OBSERVATION 3: Socialized Making -- is this what's ahead?
This last observation is one I've only recently started tracking and, by admission, is only tentatively worked out. Reflecting broadly on recent themes in design criticism, one thing strikes me as clear: you can't do it alone -- nor should you. Why does design criticism assume any one-person needs to posses the laundry list of talents and competencies contemporary problems require? Deep design, by which I mean the activity of professional design, is and always will be a group process. I know that's not as sexy as the lone genius model but it's true. Design easily accommodates collaboration with the range of partners needed to tackle today's complex problems. Truth is, we debate mastering all these activities because we're stuck in a mental model of design that assumes a centralized notion of creativity; one where individuals, or at best co-located teams, are expected to posses the requisite tools to solve 'the' problem.
This model of creativity is disingenuous and limits the solutions we can envision. In my first two observations the common threads are groups and communities which, when compared with emerging themes of 'social-behavior' and 'group-dynamics,' lead me to ask: is social a new component in the design process? In an era of explosive communication, prolific connectivity and a vastly more mature consumer culture -- is the next frontier deep incorporation of consumers in the design development process? Inviting them to participate in the mechanics of design as well as the narrative itself?

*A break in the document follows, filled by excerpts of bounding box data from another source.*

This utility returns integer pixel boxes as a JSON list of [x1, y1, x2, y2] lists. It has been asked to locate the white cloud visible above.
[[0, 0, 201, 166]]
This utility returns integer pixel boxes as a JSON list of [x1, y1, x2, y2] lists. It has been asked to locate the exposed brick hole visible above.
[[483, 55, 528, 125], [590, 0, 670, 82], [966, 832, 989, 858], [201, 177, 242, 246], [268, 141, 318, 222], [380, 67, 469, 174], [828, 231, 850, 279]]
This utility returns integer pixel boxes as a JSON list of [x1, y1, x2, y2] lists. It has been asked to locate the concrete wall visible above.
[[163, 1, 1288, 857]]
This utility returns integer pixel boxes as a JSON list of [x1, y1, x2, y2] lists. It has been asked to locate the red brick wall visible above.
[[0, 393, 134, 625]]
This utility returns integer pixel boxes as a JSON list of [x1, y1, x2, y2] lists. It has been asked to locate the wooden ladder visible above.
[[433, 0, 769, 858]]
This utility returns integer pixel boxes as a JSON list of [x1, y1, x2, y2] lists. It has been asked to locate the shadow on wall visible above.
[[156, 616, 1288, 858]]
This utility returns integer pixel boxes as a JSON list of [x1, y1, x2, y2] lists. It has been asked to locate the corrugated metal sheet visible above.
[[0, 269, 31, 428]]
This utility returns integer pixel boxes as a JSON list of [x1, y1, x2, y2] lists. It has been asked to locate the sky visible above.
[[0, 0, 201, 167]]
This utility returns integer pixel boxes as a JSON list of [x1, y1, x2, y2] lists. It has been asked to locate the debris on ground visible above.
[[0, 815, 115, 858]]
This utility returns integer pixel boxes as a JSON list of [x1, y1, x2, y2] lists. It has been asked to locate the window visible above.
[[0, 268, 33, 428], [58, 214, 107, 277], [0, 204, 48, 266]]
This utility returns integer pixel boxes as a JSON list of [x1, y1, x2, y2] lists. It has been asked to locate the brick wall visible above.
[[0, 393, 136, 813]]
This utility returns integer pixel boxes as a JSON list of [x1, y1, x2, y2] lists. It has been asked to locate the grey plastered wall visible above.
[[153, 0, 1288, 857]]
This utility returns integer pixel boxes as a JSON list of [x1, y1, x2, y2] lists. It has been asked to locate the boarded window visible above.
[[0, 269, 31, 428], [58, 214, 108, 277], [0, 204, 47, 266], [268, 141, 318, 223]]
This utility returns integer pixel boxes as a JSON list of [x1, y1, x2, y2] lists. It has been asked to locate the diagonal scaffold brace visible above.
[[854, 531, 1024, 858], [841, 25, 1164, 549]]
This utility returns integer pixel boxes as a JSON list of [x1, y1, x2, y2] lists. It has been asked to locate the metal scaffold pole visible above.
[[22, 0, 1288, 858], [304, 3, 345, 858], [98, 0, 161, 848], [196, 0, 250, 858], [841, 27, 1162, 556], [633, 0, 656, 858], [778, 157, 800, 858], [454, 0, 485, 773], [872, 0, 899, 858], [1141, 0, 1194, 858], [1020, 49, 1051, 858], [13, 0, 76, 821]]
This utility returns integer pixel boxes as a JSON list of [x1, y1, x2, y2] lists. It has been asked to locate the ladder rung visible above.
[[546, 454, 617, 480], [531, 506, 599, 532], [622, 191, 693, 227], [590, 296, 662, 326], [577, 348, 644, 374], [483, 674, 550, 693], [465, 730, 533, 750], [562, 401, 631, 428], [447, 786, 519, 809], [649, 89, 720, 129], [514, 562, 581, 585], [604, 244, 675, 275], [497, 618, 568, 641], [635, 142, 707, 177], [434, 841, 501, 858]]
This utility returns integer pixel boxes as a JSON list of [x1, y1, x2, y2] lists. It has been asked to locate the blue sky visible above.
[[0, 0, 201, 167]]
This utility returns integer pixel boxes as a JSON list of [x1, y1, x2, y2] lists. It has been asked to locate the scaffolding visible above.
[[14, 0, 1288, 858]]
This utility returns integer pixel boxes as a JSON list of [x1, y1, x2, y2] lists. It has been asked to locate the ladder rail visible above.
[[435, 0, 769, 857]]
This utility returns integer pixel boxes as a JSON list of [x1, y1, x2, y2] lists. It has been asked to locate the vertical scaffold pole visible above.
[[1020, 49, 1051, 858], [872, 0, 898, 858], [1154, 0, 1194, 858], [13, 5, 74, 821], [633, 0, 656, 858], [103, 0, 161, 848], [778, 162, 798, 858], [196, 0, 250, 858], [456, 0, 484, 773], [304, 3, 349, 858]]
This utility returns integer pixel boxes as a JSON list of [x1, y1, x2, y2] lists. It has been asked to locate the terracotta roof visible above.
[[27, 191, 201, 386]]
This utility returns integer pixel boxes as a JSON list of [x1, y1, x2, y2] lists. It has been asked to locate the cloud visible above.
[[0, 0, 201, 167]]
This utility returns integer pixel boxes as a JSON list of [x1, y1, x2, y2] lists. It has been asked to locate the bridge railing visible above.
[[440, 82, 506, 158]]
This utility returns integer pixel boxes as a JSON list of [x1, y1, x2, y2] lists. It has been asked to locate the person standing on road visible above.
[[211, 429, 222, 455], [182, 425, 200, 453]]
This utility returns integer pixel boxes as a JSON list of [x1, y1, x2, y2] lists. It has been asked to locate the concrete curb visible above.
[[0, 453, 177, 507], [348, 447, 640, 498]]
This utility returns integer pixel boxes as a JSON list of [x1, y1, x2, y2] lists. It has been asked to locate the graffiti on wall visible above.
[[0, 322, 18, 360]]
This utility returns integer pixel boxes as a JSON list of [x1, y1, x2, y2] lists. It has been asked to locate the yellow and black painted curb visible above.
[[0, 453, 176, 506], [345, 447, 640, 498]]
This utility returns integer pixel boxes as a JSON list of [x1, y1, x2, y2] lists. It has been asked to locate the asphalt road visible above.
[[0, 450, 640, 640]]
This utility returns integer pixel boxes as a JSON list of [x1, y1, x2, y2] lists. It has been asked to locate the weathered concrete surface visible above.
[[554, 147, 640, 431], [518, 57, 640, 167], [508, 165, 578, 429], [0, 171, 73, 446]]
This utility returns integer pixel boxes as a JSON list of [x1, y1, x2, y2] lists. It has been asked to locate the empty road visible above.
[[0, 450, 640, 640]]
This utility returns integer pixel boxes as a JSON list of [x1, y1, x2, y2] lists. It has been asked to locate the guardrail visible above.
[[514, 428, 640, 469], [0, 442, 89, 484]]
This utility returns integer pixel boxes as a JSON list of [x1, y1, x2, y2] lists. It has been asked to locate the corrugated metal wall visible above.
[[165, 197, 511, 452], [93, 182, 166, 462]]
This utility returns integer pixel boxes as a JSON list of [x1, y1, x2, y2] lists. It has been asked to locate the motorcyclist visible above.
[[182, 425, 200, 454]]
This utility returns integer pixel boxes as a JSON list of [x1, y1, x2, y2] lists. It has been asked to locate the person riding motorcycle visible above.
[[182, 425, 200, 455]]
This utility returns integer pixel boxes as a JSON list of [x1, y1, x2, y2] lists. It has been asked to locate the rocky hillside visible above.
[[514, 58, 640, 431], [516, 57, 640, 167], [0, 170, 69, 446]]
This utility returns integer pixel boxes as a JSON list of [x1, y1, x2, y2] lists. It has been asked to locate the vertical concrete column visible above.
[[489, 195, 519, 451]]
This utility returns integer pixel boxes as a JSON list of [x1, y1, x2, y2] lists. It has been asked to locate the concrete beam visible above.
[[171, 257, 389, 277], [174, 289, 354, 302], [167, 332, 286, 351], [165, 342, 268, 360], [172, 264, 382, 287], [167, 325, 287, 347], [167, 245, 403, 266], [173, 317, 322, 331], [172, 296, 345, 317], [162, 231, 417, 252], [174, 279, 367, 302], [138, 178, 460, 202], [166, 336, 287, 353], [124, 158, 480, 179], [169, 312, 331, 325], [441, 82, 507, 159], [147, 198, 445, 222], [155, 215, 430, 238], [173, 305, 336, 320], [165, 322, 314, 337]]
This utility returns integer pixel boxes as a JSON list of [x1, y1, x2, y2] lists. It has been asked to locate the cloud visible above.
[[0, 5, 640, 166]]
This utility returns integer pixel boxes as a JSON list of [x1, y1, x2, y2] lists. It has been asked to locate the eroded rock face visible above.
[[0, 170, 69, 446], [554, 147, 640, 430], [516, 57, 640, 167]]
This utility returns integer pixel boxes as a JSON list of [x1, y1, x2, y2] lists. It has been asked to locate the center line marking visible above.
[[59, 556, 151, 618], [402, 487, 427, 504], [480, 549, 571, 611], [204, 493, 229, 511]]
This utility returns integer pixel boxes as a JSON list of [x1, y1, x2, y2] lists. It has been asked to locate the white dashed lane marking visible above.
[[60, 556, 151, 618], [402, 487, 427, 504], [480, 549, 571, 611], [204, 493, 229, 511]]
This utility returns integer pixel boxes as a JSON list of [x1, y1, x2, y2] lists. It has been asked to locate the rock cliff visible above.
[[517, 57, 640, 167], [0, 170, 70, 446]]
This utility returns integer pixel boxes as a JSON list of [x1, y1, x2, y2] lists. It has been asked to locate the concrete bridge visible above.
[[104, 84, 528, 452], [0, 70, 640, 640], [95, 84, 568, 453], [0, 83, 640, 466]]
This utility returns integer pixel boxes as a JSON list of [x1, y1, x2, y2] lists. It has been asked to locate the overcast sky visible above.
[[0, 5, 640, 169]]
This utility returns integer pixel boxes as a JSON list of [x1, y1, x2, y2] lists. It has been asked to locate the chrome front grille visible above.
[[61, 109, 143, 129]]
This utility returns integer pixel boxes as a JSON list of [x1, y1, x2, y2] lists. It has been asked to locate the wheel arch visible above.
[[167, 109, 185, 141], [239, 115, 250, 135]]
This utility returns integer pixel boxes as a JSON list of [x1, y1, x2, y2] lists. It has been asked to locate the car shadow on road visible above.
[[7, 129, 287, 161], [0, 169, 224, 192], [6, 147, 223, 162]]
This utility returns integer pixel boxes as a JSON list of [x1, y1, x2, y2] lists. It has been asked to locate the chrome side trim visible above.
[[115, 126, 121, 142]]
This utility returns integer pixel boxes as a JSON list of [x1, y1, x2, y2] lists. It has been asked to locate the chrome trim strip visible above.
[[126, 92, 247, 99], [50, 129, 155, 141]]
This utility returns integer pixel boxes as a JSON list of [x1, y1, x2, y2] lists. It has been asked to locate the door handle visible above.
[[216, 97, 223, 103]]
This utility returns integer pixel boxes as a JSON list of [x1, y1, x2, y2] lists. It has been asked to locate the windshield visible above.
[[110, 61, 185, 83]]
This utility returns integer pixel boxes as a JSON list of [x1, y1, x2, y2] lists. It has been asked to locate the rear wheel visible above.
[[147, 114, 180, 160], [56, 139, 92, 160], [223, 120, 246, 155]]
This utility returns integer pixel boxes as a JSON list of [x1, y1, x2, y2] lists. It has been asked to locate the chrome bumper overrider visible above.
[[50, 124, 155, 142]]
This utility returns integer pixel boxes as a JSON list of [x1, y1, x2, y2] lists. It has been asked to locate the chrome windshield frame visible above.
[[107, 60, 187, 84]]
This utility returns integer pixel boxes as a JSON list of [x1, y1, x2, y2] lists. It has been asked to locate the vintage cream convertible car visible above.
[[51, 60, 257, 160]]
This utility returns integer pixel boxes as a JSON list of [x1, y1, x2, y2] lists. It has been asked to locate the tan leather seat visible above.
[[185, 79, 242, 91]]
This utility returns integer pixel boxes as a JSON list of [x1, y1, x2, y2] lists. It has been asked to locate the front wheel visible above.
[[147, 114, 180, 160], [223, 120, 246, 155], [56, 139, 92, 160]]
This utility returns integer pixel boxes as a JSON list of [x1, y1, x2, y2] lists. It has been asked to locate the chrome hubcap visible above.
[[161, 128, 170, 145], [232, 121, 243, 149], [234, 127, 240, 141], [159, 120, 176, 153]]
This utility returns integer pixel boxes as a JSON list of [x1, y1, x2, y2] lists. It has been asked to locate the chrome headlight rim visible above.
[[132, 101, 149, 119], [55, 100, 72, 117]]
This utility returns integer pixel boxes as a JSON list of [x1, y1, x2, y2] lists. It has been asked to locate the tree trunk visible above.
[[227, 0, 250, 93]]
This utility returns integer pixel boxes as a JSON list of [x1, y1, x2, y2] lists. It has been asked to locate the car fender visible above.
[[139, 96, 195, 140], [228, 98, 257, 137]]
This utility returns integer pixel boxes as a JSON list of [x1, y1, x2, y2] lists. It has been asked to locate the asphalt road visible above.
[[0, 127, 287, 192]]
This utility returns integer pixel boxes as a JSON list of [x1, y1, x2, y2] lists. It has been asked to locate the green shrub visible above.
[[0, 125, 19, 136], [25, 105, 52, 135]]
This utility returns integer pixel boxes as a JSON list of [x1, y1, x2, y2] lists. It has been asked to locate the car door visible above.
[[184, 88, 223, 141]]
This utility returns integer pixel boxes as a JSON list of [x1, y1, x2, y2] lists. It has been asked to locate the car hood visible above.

It seems plausible. In recent years, as manufacturers have had to dig deeper to discover new opportunity spaces, once elective activities like co-creation and 'in-home' interviews have become standard practice. Extending this thread, social media inspired tools like EverydayLives' ethnographic iPhone app, are emerging that offer new ways for collecting insights by tapping consumers' increasing comfort with self-documentation. Coupled with the tentative steps of sites like Quirky and Kickstarter, how long will it be before a major player decides to 'go-public' with their product development process? Sound improbable? Why should it? Companies like Google and Apple have already made a habit of using 'leaks' and other 'previews' to engage consumers in the narrative of their forthcoming products and services. The preliminary success of TikTok + LunaTik demonstrate users are willing to participate in this process IF you can find them and speak to them in terms they understand and trust.
Make no mistake. I'm not advocating design by jury, there's enough of that in design already. What I am advocating is letting users into the conversation -- for real this time. Let go of the focus group and forget the hollow voice-of-the-consumer shtick, let's dare to envision something less passive and less controlled. Let's democratize the process and let consumers participate in the process itself -- from start to finish. Along the way we might actually learn what they want with a subtlety and nuance that invigorates the design process rather than neutering it. If, in the end, our work is to be juried anyway, I can't imagine a better group of judges then the users themselves.